Wissen über Viren als Schlüssel zu neuen Therapien

Hier bieten die Organoide ein ideales Modellsystem, um die Entwicklung neuer Therapien gegen Viren, die das menschliche Gehirn befallen, anzutreiben. Im Labor gelang es den Forschern Herpes infizierte Gehirn-Organoide durch die Gabe von Interferon Typ 1 vor Fehlbildungen zu schützen.
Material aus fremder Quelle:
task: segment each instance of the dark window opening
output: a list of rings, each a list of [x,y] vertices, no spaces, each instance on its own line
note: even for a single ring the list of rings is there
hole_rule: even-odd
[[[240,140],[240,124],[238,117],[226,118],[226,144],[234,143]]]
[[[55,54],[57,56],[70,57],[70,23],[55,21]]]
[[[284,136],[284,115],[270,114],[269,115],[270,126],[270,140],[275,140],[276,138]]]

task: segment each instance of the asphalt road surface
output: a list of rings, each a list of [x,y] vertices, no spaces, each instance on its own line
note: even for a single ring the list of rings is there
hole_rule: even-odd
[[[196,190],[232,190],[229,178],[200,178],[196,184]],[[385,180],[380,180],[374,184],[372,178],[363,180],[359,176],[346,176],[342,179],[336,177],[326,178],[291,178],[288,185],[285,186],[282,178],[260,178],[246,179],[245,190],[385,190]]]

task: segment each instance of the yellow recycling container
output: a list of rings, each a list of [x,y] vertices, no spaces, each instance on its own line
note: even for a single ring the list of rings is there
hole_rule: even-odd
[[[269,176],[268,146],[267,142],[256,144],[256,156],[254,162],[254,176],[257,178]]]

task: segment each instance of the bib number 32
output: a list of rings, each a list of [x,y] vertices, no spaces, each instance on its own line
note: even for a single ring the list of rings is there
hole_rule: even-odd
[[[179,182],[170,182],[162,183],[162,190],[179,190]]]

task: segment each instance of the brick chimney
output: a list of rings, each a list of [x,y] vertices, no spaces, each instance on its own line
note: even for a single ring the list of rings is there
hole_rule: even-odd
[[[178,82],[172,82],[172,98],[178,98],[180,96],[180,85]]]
Dank dieser Technologie wird es den Wissenschaftlern in Zukunft möglich sein, eine Vielzahl neuer Substanzen gegen Vireninfektionen des menschlichen Gehirnes auszutesten. Auch für die Krebsmedizin ist ein Wissen über jene Prozesse wesentlich: Onkolytische Viren könnten zum Einsatz kommen, um Tumorzellen zu töten, indem sie gezielt Tumorzellen infizieren und bekämpfen. „Indem wir Organoide gezielt mit Viren infizieren, können wir nicht nur enorm viel über die typisch menschlichen komplexen Wechselwirkungen während der kritischen Gehirnentwicklung lernen. Wir werden auch besser gezielt nach Schwachstellen dieser Viren suchen können, um Ansatzpunkte für neue Therapien zu finden,“ fasst Jürgen Knoblich, wissenschaftlicher Direktor am IMBA und Letztautor der Studie, zusammen.